Roswell Artist-in-Residence, Roswell, New Mexico
Artist Residencies are a big part of life as a contemporary artist. You'll see them on most artist CVs. They offer two of the three most important resources that artists say they need: time and space. (The last one is money, and some residencies even offer that.) Many—most?—working artists have at least one other job besides making their work. We figure out how to fit art-making into our busy lives in small bursts and we guard our studio days with territorial urgency. So a residency can bring much needed expanses of time empty of other obligations.
Here at OPP, we know that you'd rather spend your time in the studio, not researching ways to get more time in the studio. So we're kicking off a series of posts to get you started. Over the next six months, we'll highlight a variety of residencies, organizing them by type, including studio only, fully-funded, solitary retreats and media-specific residencies.
Keep in mind, this list is by no means exhaustive. It's really just the tip of the iceburg. So you need to develop your own methods for researching and applying to residencies. Here are a few tips:
1. Look at the CVs of artists you admire and who make work in the same vain you do, whether that is similar content or media. See where they have been in residence.

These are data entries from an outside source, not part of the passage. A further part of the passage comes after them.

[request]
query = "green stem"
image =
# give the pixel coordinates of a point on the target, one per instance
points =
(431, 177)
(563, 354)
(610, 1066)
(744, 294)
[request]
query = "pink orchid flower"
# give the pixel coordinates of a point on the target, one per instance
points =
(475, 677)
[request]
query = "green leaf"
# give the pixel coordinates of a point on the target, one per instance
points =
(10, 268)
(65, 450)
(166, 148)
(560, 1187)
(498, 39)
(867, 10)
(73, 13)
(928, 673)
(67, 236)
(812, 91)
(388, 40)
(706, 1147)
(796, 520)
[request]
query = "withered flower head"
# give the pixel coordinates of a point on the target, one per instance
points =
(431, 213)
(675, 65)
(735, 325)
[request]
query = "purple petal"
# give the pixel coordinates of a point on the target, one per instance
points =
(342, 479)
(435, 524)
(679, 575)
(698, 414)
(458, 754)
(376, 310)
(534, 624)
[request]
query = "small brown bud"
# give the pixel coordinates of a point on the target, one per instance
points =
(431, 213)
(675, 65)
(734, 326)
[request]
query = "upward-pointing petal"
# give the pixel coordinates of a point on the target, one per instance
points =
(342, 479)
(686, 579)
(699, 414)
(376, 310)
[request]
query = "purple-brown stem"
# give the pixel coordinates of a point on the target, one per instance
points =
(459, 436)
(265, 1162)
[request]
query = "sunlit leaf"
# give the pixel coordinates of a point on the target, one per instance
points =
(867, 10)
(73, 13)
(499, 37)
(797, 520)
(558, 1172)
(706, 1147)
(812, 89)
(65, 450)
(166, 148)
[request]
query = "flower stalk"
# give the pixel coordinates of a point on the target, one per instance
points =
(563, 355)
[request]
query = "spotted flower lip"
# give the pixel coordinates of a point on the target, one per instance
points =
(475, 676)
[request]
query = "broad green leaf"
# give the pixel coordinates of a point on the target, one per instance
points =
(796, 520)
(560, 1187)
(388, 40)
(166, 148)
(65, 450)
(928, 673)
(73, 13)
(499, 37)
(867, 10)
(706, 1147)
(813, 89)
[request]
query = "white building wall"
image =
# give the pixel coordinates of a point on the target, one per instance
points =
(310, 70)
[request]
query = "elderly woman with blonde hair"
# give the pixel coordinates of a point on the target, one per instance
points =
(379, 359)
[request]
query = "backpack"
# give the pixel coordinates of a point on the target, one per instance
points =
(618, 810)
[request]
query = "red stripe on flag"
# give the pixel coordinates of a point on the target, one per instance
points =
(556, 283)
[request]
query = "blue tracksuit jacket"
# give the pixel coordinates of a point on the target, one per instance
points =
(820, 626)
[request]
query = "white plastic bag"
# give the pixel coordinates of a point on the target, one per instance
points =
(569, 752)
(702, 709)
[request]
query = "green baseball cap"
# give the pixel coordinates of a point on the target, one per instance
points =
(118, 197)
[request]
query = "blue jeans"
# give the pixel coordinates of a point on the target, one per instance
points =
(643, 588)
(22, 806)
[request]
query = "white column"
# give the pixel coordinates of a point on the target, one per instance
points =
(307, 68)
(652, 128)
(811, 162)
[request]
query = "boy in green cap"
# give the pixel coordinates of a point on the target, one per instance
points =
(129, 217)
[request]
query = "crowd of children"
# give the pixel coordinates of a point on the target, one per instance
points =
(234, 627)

Sometime you discover a lesser-known, but nonetheless exciting opportunity.
2. Get on the mailing lists of the residencies you are interested in to get reminders of upcoming deadlines and to see which artists are chosen.
3. Keep an active list of upcoming deadlines on your desktop along with a folder for each of your residency applications. Label these folders by year and residency name. Keeping all completed applications—even unsuccessful ones—in one accessible place can aid you when you apply to other residencies. You don't have to reinvent the wheel every time you apply. You can often repurpose language from previous applications.
4. Do continue to apply, even if you don't get in the first time. I've heard over and over again from artists at varying career levels that they often applied multiple times to prestigious residencies (and grants) before they were finally successful. Caveat: don't submit all the same images year after year. Panelists might remember your work and you want to show that you are continuing to make new work and evolve as an artist.
5. Excellent images make all the difference. In the age of iphone documentation, it's hard to justify paying an experienced photographer to document your work. But having sat on several juries, it is very clear that the quality of the images has THE BIGGEST impact on your success. I've seen mediocre work that was excellently photographed win out over superior work photographed in crappy lighting.